I am writing a code to measure the time consumption of a sequence of codes in kernel by loading the codes as module into the kernel. I uses common rdtsc routine to calculate the time. Interesting thing is similar routine running in user mode results in normal values, whereas the results is always 0 when running in kernel mode, no matter how many lines of codes I have added into the time_count function. The calculation I use here is a common matrix product function, and the running cycles should increase rapidly through the increasing of matrix dimension. Can anyone point out the mistakes in my code why I could not measure the cycle number in kernel?
#include <linux/init.h>
#include <linux/module.h>
int matrix_product(){
int array1[500][500], array2[500][500], array3[500][500];
int i, j, k, sum;
for(i = 0; i < 50000; i++){
for(j = 0; j < 50000; j++){
array1[i][j] = 5*i + j;
array2[i][j] = 5*i + j;
}
}
for(i = 0; i < 50000; i++){
for(j = 0; j < 50000; j++){
for(k = 0; k < 50000; k++)
sum += array1[i][k]*array2[k][j];
array3[i][j] = sum;
sum = 0;
}
}
return 0;
}
static __inline__ unsigned long long rdtsc(void)
{
unsigned long hi, lo;
__asm__ __volatile__ ("xorl %%eax,%%eax\ncpuid" ::: "%rax", "%rbx", "%rcx", "%rdx");
__asm__ __volatile__ ("rdtsc" : "=a"(lo), "=d"(hi));
return ((unsigned long long)lo) | (((unsigned long long)hi)<<32) ;
}
static int my_init(void)
{
unsigned long str, end, curr, best, tsc, best_curr;
long i, t;
#define time_count(codes) for(i=0; i<120000; i++){str=rdtsc(); codes; end=rdtsc(); curr=end-str; if(curr<best)best=curr;}
best = ~0;
time_count();
tsc = best;
best = ~0;
time_count(matrix_product());
best_curr = best;
printk("<0>matrix product: %lu ticks\n", best_curr-tsc);
return 0;
}
static void my_exit(void){
return;
}
module_init(my_init);
module_exit(my_exit);`
Any help is appreciated!

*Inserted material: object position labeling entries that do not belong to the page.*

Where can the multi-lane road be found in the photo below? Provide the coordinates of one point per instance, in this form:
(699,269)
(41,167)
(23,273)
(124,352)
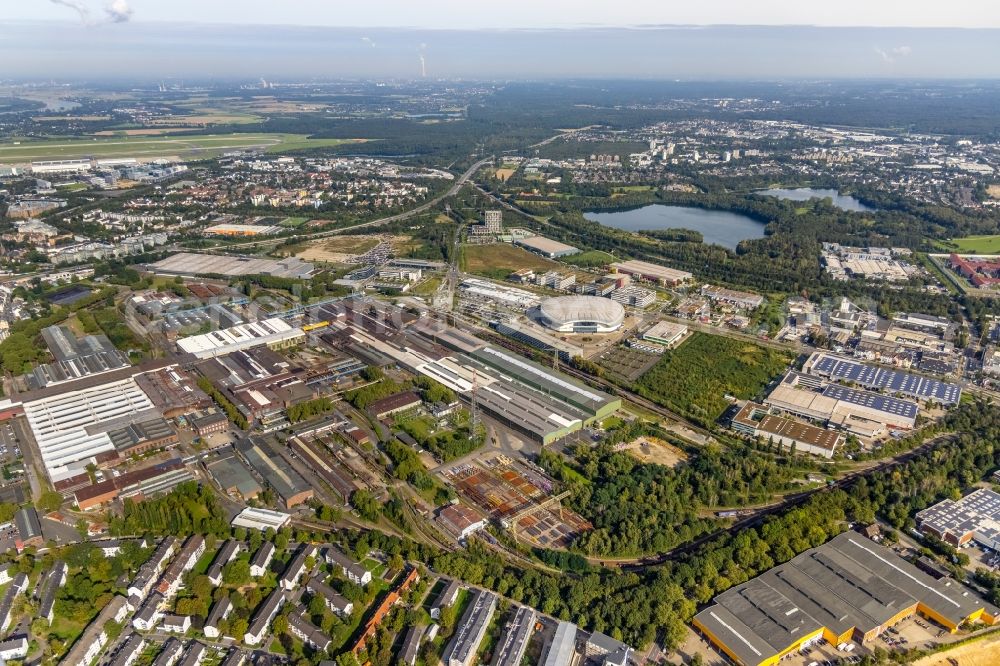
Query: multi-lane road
(382,221)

Thanks.
rdtsc
is not guaranteed to be available on every CPU, or to run at a constant rate, or be consistent between different cores.
You should use a reliable and portable function like getrawmonotonic
unless you have special requirements for the timestamps.
If you really want to use cycles directly, the kernel already defines get_cycles and cpuid functions for this.